A niece of a top judge and of a cabinet member received a non-custodial sentence for her third assault on a police officer. The magistrate cited mitigating factors the relevance of which we do not see. Webb-site notes that five weeks earlier, another judicial relative of the cop-slapper upheld a jail sentence on a man with a clean record for the same offence.

Cop-slapper gets jail
4 August 2010

One of this summer's more interesting local stories concerns one Amina Mariam Bokhary, daughter of Syed Bagh Ali Shah Bokhary and Rhoda Mariam Bokhary-Arculli, who run brokerage Bokhary Securities Ltd. She has just notched up her third conviction (history here) for assaulting a police officer, to which she pled guilty, following convictions in 2002 and 2008. This time she was put on one year's probation, fined HK$5,000 for failing to provide a breath specimen and $3,000 for careless driving, after crashing her car head-on into a coach on Stubbs Road, Happy Valley on 27-Jan-2010.

In her defence, it was argued that she suffers from bipolar disorder and an alcohol problem. You might wonder why she chose to get behind the steering wheel of a car with that knowledge and after drinking said substance. In the previous 2008 case, she also had attention deficit disorder, but maybe she's forgotten about that.
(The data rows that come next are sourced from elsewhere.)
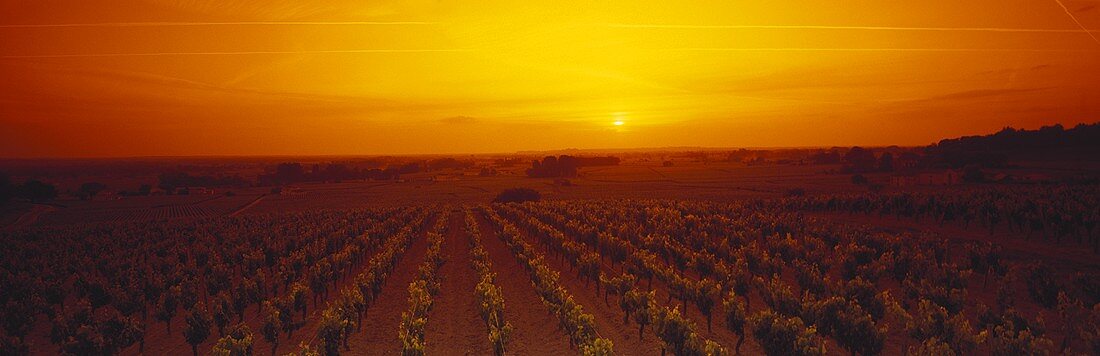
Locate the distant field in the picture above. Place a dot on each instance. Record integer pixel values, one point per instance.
(695, 180)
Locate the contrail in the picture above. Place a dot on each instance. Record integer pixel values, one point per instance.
(154, 54)
(1071, 17)
(244, 23)
(642, 25)
(875, 49)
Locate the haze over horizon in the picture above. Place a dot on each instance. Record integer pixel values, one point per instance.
(338, 77)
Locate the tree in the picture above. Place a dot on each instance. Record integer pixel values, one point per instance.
(238, 342)
(331, 330)
(886, 162)
(198, 327)
(859, 159)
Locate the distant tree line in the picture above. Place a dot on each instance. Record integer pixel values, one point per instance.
(994, 149)
(172, 181)
(567, 166)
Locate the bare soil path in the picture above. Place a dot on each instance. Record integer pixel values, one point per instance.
(378, 334)
(608, 318)
(535, 331)
(454, 324)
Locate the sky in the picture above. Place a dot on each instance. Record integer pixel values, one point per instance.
(332, 77)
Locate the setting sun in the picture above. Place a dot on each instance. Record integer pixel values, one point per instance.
(352, 77)
(428, 177)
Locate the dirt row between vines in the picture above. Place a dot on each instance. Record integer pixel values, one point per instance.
(535, 330)
(608, 318)
(454, 324)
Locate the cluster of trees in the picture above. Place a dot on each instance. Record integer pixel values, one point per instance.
(992, 151)
(172, 181)
(567, 166)
(33, 190)
(859, 159)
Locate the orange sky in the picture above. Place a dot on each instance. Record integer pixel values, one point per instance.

The case has sparked concern because of the light, non-custodial sentence for a third offence, and the fact that she is rather well connected. Her father is the brother of Court of Final Appeal judge Syed Kemal Shah Bokhary, and her mother is the sister of Executive Councillor Ronald Arculli. The magistrate, Anthony Yuen Wai Ming, after admonishing her for the seriousness of the offences, reportedly said "but...the defendant has a good background, a well-off family...and most importantly, has caring and concerned parents". He also cited her academic achievements. How these factors are relevant to mitigation in sentencing we do not know. Does it imply that people with bad family backgrounds and who are financially poor, or of low academic achievement, should get higher sentences?

The police have now asked the Department of Justice to apply for a review of the sentence. The Police apparently issued a statement, although you won't find it on their web site (note to police: please publish your statements online and not just to the old media).

An alert reader draws Webb-site's attention to a similar case, Kowloon Tong Magistracy Criminal Case 7059 of 2009, HKSAR v Yiu Chi Shing, in which the defendant pleaded guilty to having "slapped a police constable's face causing tenderness" (but no love). This was "a man of previous good character in his early forties" (in other words, unlike Amina, who is 34, he had no prior convictions), but he was sentenced to 14 days in jail. He appealed his sentence to the Court of First Instance. Just five weeks ago, on 29-Jun-2010, his appeal was dismissed. In an ironic note, the judge on appeal was none other than Amina's aunt, Verina Saeeda Bokhary, the wife of the Court of Final Appeal judge.